Observation on 5/31/17 in the Inpatient Rehabilitation Department at approximately 8:50 a.m. with Staff D (Physical Therapist) revealed a tear, 1-2 inches in length on the seat of the recumbant stepper equipment, and worn corners exposing fabric smaller than a dime in size on the mat table.

Interview on 5/31/17 with Staff D at approximately 8:50 a.m. revealed the equipment was cleaned and disinfected after each patient use, during this cleaning the equipment was inspected for wear and tears. Staff D confirmed the wear and tear found by the surveyor had not been noticed and had not been reported for repair during the last inspection and cleaning of equipment.

Observation on 5/31/17 in the Outpatient Rehabilitation Department at approximately 9:45 a.m. with Staff C (Director of Rehabilitation Services) revealed a hole smaller than a dime in the bed located in room T-1. Two support cushions were observed to have worn corners; five worn corners on one block cushion, 6 worn corners on the second block cushion.
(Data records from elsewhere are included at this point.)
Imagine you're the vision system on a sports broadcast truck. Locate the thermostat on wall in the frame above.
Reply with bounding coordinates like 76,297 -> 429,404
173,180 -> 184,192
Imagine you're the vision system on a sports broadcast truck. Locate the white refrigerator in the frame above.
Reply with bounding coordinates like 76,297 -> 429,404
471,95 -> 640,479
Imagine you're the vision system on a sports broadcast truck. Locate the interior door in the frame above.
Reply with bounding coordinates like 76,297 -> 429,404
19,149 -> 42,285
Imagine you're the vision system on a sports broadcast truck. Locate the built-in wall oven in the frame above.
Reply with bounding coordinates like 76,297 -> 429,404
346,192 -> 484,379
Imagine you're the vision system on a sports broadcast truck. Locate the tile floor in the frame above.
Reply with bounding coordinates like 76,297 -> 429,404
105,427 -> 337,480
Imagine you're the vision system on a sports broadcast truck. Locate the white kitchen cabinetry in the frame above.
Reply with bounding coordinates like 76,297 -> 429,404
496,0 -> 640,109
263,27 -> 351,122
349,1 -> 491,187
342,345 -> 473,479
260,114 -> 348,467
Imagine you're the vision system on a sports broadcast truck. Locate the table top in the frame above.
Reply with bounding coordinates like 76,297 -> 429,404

Tears and worn corners in the equipment exposed porous materials, which is unable to be cleaned and disinfected between patient use. The facility failed to ensure equipment in contact with patients could be cleaned and disinfected.

Interview on 5/31/17 with Staff C at approximately 9:45 a.m. revealed the equipment was cleaned and disinfected after each patient use and during this cleaning the equipment was inspected for wear and tears. Staff C confirmed the wear and tear found by the surveyor had not been noticed and had not been reported for repair during the last inspection and cleaning of equipment.


18010

Observation on 5/31/17 in Operating Room 2 at approximately 11:30 a.m. with Staff B (Registered Nurse) revealed opened wall shelving with multiple individual sterile instrument containers being stored on these shelves. Staff B confirmed at the time of this observation that these instrument containers with sterile instruments inside are stored in Operating Room 2 during operative procedures. The facility failed to maintain a sanitary environment to avoid cross contamination and avoid sources and transmission of infections by storing these sterile instruments in the open wall shelving during individual operative procedures.